Form & Character: Informal, low rounded and dense, subshrub like, arid, desert chaparral.
Growth Habit: Evergreen woody perennial shrub, moderate to slow grower, 1 to 6 feet in height with a spread of 3 to 8 feet; mostly on the smaller side of this description when grown in Phoenix.
Foliage/Texture: Leaves are linear, sometimes lobed at terminal ends, gray-green, to 3/4 inch long and curved or rolled inward. Adaxial (upper) leaf surface is dark green and viscid (sticky); abaxial (lower) leaf surface is highly tomentose; fine texture.
Flowers & Fruits: Terminal clusters of pinkish white blooms occur over a long period, usually March-November in the wild. Blooming season is truncated in lower desert landscapes because of the heat; fruit inconspicuous, a fruit is considered ripe when when the spent flower base enclosing it has turned light brown or rusty brown.
Seasonal Color: White to rosy pink fading to a pinkish brown nearly year around.
Light: Full sun
Soil: Tolerant of soil alkalinity, needs well drained soil.

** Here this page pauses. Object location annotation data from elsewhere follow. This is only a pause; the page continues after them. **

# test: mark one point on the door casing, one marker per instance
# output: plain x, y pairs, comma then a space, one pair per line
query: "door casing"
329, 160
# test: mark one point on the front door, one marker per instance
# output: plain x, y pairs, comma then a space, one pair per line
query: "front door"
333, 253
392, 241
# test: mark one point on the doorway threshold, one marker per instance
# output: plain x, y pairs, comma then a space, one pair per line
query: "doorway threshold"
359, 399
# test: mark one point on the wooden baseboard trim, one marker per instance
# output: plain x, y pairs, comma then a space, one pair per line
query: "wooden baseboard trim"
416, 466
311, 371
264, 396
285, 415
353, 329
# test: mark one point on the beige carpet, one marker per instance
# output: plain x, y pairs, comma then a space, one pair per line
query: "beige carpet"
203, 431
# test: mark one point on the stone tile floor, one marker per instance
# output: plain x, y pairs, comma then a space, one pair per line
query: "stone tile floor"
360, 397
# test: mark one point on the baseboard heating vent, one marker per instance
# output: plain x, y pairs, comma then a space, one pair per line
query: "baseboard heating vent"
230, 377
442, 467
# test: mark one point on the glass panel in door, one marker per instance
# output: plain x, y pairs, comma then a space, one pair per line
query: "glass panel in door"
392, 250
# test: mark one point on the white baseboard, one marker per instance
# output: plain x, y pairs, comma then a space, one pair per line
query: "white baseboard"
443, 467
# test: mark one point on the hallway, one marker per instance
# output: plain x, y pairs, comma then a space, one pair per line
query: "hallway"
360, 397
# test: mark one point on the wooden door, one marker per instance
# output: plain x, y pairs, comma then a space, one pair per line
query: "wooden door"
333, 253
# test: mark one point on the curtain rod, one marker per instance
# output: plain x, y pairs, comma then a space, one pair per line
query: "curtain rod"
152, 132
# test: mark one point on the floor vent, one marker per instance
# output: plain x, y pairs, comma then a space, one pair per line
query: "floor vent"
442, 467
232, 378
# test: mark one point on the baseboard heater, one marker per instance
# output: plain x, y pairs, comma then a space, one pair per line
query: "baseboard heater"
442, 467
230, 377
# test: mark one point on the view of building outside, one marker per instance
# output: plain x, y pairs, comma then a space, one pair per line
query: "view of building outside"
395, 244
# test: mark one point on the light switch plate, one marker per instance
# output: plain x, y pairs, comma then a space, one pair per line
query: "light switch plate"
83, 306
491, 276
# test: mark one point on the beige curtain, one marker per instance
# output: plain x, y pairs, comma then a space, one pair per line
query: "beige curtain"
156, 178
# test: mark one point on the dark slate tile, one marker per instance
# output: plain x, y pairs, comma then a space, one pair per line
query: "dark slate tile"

Watering: Needs only infrequent and modest water during the summer in lower desert urban areas. Supplement water for better ornamental quality.
Pruning: Lightly head back buckwheat once every few years to thicken canopy cover and control shape. Otherwise, please leave them alone and enjoy their special contribution to your desert garden.
Propagation: Seed and softwood cuttings
Disease and pests: Root rot pathogens in chronically wet or poorly-drained soil.
Additional comments: Buckwheats are a rarely used southwestern native perennial shrub. In my opinion, buckwheats are deserving of greater attention and landscape use for native plantings and landscape water conservation. The variety poliofolium is a small dwarf selection with especially showy pinkish-white flowers. Busckwheats are important pollinator plants for native bees.
E. fasciculatum var. polifolium is a desert varietal selection that is especially well-suited for Phoenix desert landscapes.